Dating app JCrush potentially exposed the records of around 200,000 users. The app, designed for the Jewish community, left the database open without a password, exposing user data and private messages, said security researchers Noam Rotem and Ran Locar, according to reports. In addition, none of the data was encrypted.
The exposed records included user names, genders, email addresses, IP addresses and geolocation, as well as their cities, states, countries, dates of birth, sexual preferences, religious denominations and photos used on the app. Some users may have also had their Facebook IDs revealed, as well as the access token, which can be used to take over an account without a password. In some instances, the geolocation data was accurate enough to identify where some users lived, especially those in residential areas.

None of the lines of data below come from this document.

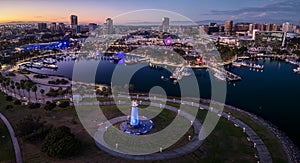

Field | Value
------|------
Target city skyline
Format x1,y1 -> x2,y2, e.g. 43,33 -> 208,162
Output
0,0 -> 300,24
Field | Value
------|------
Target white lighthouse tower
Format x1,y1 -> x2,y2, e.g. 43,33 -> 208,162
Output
130,101 -> 139,127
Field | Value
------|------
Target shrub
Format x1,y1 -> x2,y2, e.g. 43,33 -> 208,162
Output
16,116 -> 52,142
41,126 -> 81,158
6,96 -> 12,101
28,103 -> 41,109
14,100 -> 21,105
58,101 -> 70,108
44,101 -> 56,110
5,105 -> 13,110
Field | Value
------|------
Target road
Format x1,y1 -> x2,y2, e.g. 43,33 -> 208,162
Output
0,113 -> 22,163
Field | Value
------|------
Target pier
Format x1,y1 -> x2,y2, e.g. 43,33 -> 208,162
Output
207,64 -> 242,81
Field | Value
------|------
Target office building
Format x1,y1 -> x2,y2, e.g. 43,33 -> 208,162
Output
162,17 -> 170,32
70,15 -> 78,34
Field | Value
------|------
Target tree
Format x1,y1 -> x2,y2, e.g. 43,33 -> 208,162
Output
42,126 -> 81,158
16,116 -> 52,142
40,89 -> 45,103
31,85 -> 37,101
15,82 -> 21,97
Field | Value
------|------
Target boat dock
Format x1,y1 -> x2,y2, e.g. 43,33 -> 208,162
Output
208,65 -> 242,81
241,62 -> 264,70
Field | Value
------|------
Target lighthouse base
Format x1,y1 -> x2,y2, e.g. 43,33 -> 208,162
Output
120,120 -> 153,135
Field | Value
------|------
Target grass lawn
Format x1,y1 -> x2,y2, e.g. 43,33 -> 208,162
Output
0,119 -> 15,162
0,93 -> 285,163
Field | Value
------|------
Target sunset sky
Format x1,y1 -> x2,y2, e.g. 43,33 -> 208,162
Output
0,0 -> 300,24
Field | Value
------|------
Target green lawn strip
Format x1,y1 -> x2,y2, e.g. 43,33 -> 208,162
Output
0,119 -> 15,162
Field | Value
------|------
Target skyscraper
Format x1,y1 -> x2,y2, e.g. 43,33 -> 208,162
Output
224,20 -> 233,35
71,15 -> 78,34
89,23 -> 98,32
282,22 -> 294,32
57,23 -> 65,34
103,18 -> 114,34
162,17 -> 170,32
38,23 -> 47,31
50,22 -> 56,33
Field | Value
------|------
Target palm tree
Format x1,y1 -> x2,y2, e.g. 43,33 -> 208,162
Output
20,80 -> 26,97
40,89 -> 45,103
31,85 -> 37,101
15,82 -> 21,97
10,80 -> 16,94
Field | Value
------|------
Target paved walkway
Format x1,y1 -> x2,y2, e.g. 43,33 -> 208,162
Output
0,113 -> 22,163
109,95 -> 272,163
94,102 -> 203,160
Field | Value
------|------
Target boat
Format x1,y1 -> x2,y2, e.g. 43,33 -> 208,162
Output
181,68 -> 192,76
43,58 -> 56,64
214,72 -> 226,81
293,67 -> 300,73
44,64 -> 58,69
31,62 -> 43,68
232,62 -> 242,67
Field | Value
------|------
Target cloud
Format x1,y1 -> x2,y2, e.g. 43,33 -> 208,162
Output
207,0 -> 300,22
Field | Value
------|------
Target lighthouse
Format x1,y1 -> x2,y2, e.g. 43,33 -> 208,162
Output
130,101 -> 139,127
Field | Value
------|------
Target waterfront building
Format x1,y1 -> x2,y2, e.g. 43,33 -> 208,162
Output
253,30 -> 286,47
162,17 -> 170,32
282,22 -> 294,32
57,23 -> 66,34
224,20 -> 233,36
50,22 -> 56,34
70,15 -> 78,35
89,23 -> 98,32
103,18 -> 114,34
38,23 -> 47,31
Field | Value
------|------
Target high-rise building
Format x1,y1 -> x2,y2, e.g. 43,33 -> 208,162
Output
89,23 -> 98,32
272,24 -> 278,31
50,22 -> 56,33
162,17 -> 170,32
71,15 -> 78,34
224,20 -> 233,35
38,23 -> 47,31
282,22 -> 294,32
234,23 -> 250,32
57,23 -> 65,34
103,18 -> 114,34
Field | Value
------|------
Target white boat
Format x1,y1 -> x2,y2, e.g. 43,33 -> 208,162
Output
232,62 -> 242,67
31,62 -> 43,68
293,67 -> 300,73
43,58 -> 56,64
181,68 -> 192,76
214,72 -> 226,81
44,64 -> 58,69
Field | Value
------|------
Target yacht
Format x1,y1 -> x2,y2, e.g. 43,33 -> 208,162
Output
214,72 -> 226,81
293,67 -> 300,73
232,62 -> 242,67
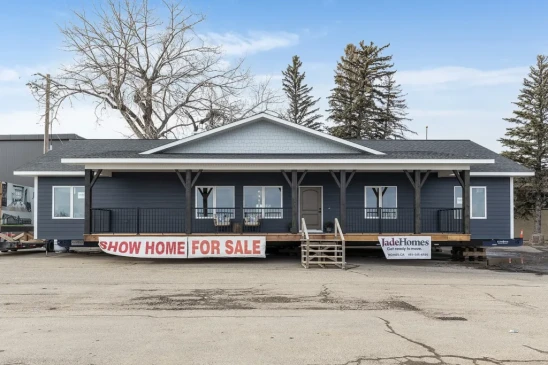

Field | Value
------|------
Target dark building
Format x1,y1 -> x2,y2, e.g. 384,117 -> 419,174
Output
0,134 -> 83,186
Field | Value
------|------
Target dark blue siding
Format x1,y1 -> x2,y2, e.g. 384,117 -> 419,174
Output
37,177 -> 84,240
38,172 -> 510,239
422,176 -> 513,239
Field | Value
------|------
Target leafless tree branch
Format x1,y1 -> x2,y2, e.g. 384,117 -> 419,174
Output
28,0 -> 280,139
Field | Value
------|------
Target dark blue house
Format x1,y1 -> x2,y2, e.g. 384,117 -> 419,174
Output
15,114 -> 533,245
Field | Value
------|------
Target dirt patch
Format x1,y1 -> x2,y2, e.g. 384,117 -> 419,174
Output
124,285 -> 420,311
436,317 -> 468,321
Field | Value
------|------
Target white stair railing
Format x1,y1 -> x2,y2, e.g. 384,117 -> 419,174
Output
301,218 -> 310,269
335,218 -> 346,270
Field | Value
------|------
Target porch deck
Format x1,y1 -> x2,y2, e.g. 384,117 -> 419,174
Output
84,233 -> 470,243
85,208 -> 470,242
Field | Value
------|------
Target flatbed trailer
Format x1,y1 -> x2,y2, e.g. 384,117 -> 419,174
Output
0,232 -> 46,252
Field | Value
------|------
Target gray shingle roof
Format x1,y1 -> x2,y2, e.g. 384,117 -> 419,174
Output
18,139 -> 530,172
0,133 -> 84,141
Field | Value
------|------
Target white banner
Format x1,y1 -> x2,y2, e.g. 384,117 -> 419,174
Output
99,236 -> 187,259
188,236 -> 266,259
99,236 -> 266,259
379,236 -> 432,260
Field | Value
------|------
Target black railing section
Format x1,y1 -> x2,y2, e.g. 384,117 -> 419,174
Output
91,208 -> 291,234
343,208 -> 463,233
91,207 -> 463,234
192,207 -> 291,233
91,208 -> 185,234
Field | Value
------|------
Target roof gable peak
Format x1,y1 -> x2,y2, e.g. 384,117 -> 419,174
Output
141,113 -> 384,155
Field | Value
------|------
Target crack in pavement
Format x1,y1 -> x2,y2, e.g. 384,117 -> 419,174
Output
523,345 -> 548,355
322,317 -> 548,365
485,293 -> 538,309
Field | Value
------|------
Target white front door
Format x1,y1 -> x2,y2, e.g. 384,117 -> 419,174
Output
299,186 -> 323,231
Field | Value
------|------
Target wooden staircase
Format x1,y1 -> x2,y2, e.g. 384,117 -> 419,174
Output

The exposed database contained private messages as well, which were often explicit and graphic.
The app’s Founder Natasha Nova did not respond to a request for comment, but an unnamed spokesperson for JCrush’s parent company, Northsight Capital, said it was “aware” of the situation and “secured the database immediately when the problem occurred.”
“There have not been any indications that the data had been accessed by malicious parties, or misused in any way,” said the company, which added that it will notify its users and law enforcement of the incident.
This is just the latest data exposure of a dating app. Last year, Donald Daters, a dating app for conservative supporters, confirmed a database leak on its first day of operation, exposing the private information of about 1,600 users. In May, Chinese dating app Rela — created for the gay community, and had more than 5 million users — admitted that it left its database open and exposed.